Related Invited Commentary

Reduction in length of hospital stay is a veritable target in reducing the overall costs of health case. Using data from a trauma registry, supplemented by information from electronic medical records and hospital billing databases, Hwabejire and colleagues uncovered the true causes of excessively prolonged hospitalization in trauma patients. Patients stay for prolonged periods in the hospital because of unresolved insurance issues, difficult-to-find rehabilitation beds, and in-hospital operational breakdowns.

With low recurrence rates, chronic pain after inguinal hernia repair has become the most important clinical outcome. Chen and colleagues prospectively studied 20 patients who underwent laparoscopic triple neurectomy of the ilioinguinal, iliohypogastric, and genitofemoral nerve trunks in the retroperitoneal lumbar plexus for the treatment of refractory inguinodynia. Numeric pain scores and narcotic dependence decreased, while activity level increased. This treatment was found to be effective for inguinodynia, allowing access proximal to all potential sites of peripheral neuropathy and overcoming many of the limitations of open triple neurectomy.

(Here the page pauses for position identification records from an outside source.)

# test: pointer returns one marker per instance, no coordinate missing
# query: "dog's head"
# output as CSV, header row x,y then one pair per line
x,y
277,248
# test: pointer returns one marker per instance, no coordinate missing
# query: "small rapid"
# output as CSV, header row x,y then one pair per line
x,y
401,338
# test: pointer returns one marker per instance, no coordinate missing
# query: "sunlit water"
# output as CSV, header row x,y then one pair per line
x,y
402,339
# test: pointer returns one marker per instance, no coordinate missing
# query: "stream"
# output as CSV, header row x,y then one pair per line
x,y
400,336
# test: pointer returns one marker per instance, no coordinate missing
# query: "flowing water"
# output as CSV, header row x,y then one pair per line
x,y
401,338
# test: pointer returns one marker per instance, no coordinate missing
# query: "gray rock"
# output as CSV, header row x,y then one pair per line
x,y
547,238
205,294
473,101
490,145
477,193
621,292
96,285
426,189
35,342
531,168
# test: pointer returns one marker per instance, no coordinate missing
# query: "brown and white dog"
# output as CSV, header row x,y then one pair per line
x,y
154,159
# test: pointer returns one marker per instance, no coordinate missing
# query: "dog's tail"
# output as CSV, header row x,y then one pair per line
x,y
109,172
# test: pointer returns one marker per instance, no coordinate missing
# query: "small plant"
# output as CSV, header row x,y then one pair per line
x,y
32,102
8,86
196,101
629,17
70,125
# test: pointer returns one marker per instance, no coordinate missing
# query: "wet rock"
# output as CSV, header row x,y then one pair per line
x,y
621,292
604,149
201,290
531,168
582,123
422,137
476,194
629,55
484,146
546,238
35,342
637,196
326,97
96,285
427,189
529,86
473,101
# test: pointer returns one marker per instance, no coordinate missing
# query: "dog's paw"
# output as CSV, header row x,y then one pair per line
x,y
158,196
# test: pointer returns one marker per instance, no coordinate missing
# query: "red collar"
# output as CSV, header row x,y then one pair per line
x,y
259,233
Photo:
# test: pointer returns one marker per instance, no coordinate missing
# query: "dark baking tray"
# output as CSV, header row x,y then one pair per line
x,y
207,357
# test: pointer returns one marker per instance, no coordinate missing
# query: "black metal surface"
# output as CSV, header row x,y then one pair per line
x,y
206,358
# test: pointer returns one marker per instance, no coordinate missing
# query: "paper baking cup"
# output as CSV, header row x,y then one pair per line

To combat the dwindling number of medical students matching into general, trauma, and acute care surgery, Stroh and colleagues evaluated an educational model designed to inspire interest early in the medical school curriculum. They found that a student-run trauma shadowing program designed for preclinical medical students, while not mandatory, received high levels of participation and significantly improved interest in the surgical specialties from students not initially planning to match into the field.